4G LTE only. We may manage your network usage to ensure a
quality experience for all customers [we will oversell it], and may prioritize your data
[no net neutrality] behind some Verizon customers during times/places of network
congestion [we will oversell it]. Not available for machine-to-machine services [not clearly defined].
Mobile hotspot/tethering reduced to 3G speeds after
10GB/month [not really unlimited]; domestic data roaming at 2G speeds [not really 4G either]. If more than 50% of
your talk, text or data usage in a 60-day period is in Canada or
Mexico [also not unlimited], use of those services in those countries may be
removed or limited. Discounts not available.
"Reality is that which, when you stop believing in it, doesn't go away." - Philip K. Dick
I just checked my data options and it is showing $110/month for the unlimited option. Im currently paying $50/month for 4GB, so I would no doubt switch ti Unlimited at $80...
I live in Baltic country and use Telia, not cheap operator, but better in rural area. We have 23gb/36â/month for fast 4G connection(300down/50up), all can be tethered.
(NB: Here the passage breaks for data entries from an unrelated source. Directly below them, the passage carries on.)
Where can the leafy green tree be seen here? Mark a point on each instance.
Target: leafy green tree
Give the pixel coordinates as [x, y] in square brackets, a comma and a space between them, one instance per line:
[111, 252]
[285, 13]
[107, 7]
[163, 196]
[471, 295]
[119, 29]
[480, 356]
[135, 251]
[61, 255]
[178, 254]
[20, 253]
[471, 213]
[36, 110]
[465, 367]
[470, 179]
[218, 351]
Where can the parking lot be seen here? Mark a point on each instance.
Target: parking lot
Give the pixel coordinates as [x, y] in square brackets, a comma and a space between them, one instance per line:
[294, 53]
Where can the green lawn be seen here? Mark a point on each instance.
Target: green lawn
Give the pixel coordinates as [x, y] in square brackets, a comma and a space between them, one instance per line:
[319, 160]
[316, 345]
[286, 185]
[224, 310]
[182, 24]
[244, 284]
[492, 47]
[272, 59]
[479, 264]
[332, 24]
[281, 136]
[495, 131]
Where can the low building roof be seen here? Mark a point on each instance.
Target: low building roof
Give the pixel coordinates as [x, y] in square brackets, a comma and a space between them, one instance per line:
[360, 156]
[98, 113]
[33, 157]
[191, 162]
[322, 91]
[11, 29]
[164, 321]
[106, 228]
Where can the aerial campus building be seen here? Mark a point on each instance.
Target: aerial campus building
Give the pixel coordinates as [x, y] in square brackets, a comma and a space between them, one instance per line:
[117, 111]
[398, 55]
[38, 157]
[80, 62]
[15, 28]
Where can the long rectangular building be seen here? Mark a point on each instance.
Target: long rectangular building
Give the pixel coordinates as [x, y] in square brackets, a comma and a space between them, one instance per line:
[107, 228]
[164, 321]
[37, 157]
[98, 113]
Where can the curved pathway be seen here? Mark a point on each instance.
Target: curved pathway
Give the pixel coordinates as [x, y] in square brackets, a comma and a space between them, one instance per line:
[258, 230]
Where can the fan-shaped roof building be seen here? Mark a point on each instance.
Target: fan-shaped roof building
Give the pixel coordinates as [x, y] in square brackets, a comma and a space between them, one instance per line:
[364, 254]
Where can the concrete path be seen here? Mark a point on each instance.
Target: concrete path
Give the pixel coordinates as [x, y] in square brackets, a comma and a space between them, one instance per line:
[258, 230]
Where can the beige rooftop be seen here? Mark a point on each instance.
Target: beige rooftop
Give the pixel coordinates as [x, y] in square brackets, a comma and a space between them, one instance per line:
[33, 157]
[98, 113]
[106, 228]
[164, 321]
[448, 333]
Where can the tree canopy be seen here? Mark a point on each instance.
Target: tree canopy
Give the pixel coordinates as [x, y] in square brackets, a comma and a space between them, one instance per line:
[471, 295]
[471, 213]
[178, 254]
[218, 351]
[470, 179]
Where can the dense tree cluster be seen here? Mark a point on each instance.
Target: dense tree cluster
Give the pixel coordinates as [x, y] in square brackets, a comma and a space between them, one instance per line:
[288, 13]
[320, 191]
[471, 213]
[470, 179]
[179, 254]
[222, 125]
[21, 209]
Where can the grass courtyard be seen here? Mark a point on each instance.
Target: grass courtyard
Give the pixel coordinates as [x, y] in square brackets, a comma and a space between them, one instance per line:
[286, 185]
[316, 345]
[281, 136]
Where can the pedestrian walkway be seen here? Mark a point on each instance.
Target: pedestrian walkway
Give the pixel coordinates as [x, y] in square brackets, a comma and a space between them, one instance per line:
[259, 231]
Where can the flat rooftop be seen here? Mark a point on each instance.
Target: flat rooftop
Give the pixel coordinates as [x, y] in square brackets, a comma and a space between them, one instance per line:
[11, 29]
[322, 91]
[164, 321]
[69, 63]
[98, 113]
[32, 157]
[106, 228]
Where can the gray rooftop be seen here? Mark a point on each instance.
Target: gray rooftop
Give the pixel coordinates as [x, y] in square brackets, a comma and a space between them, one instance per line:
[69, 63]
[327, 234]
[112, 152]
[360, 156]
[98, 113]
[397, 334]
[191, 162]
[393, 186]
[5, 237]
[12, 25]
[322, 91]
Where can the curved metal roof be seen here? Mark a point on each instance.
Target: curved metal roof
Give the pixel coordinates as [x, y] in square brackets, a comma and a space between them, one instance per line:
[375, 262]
There are not any tethering tax. No limits on video quality.
Welp, I used to have unlimited data (gradfathered in) until I kept reading the articles about them pushing out customers and the final straw was increasing the monthly cost by $80 (used to be $60, was going to be $80 [what a coincidence]). So I switched to Project Fi and a Nexus 6P and haven't looked back. My monthly bill comes out to ~$30 (~1gb of data a month) because I'm now more conscience of when I use data. I'm on wifi 90% of the time. Plus, I enjoy being able to make calls and texts on my computer with it. If I ever go over seas, international plans are included for the same price for >100+ countries.
I am grateful that I live in a country where I pay $20 for a truly unlimited voice, text and data plan. And everything on 4G with HD videos and no other bullshit.